NIKAH merupakan salah satu ibadah dalam agama Islam. Dalam pernikahan, dua insan mengikat janji secara sah menurut agama, hukum, sosial, dan negara. Pernikahan yang sakral itu diharapkan memberikan kehidupan yang sakinah (tenang dan damai), mawaddah (saling mencintai penuh kasih sayang ), dan warahmah (kehidupaan yang di rahmati).
Tujuan utama pernikahan yang tak kalah penting adalah memperoleh kebahagiaan dunia maupun di akhirat. Lantas, bagaimana dengan pernikahan dini dalam Islam?
Pernikahan dini sebenarnya tidak diperkenankan menurut UU Perkawinan. Pasal 7 ayat (1) UU Perkawinan menyebut, “Perkawinan hanya diizinkan jika pihak pria sudah mencapai umur 19 tahun dan pihak wanita sudah mencapai umur 16 tahun.”
BACA JUGA: Pernikahan Dini yang Terlarang
Meski begitu, pernikahan dini bukanlah satu-satunya solusi. Pernikahan dini yang dilakukan anak di bawah umur yang minim pengetahuan dan ilmu agama justru bisa menimbulkan beberapa masalah.
Risiko kekerasan seksual meningkat
Studi menunjukkan bahwa perempuan yang menikah pada usia di bawah 18 tahun lebih cenderung mengalami kekerasan dari pasangannya. Hal ini disebabkan kurangnya pengetahuan dan pendidikan, seorang perempuan di usia muda akan lebih sulit dan cenderung tidak berdaya menolak hubungan seks.

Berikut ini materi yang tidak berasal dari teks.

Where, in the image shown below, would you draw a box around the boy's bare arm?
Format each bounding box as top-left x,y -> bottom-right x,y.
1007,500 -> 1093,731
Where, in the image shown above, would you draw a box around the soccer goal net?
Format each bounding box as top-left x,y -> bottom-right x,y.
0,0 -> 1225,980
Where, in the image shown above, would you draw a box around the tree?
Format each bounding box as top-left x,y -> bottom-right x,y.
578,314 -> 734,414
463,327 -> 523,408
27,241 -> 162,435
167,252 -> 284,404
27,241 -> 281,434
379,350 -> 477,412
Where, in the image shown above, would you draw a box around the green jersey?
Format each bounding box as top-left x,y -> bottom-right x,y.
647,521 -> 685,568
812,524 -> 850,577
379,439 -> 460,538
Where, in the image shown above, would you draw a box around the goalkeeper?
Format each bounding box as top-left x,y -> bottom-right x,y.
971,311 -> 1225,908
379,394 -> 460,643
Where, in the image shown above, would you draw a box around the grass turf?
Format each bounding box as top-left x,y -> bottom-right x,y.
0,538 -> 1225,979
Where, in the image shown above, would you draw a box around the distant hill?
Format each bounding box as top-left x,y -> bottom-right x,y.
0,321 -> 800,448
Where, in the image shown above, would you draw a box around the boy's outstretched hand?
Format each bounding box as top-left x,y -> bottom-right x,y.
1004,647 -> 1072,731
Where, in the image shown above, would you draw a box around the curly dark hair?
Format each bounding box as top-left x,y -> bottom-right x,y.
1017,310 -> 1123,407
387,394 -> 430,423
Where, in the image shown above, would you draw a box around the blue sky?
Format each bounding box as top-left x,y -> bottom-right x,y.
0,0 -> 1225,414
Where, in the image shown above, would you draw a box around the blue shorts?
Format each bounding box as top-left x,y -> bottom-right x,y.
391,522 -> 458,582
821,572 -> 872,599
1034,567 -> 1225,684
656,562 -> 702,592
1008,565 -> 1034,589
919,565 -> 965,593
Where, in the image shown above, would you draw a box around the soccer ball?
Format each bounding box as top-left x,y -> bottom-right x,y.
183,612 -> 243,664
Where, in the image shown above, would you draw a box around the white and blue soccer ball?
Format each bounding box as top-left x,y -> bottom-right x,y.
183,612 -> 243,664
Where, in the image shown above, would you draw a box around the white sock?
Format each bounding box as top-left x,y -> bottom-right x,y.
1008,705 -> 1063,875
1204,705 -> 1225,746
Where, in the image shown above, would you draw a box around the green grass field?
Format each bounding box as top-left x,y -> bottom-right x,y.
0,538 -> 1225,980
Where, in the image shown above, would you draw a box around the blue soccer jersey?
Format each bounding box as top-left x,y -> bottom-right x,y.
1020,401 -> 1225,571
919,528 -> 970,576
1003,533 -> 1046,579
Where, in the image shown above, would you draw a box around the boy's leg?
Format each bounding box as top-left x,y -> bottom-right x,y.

Meski awalnya pernikahan dini dimaksudkan untuk melindungi diri dari kekerasan seksual, kenyataan yang terjadi justru sebaliknya. Risiko kekerasan semakin tinggi, terutama jika jarak usia antara suami dan istri semakin jauh.
Risiko mengalami masalah psikologis
Tidak hanya dampak fisik, gangguan mental dan psikologis juga berisiko lebih tinggi terjadi pada wanita yang menikah di usia remaja.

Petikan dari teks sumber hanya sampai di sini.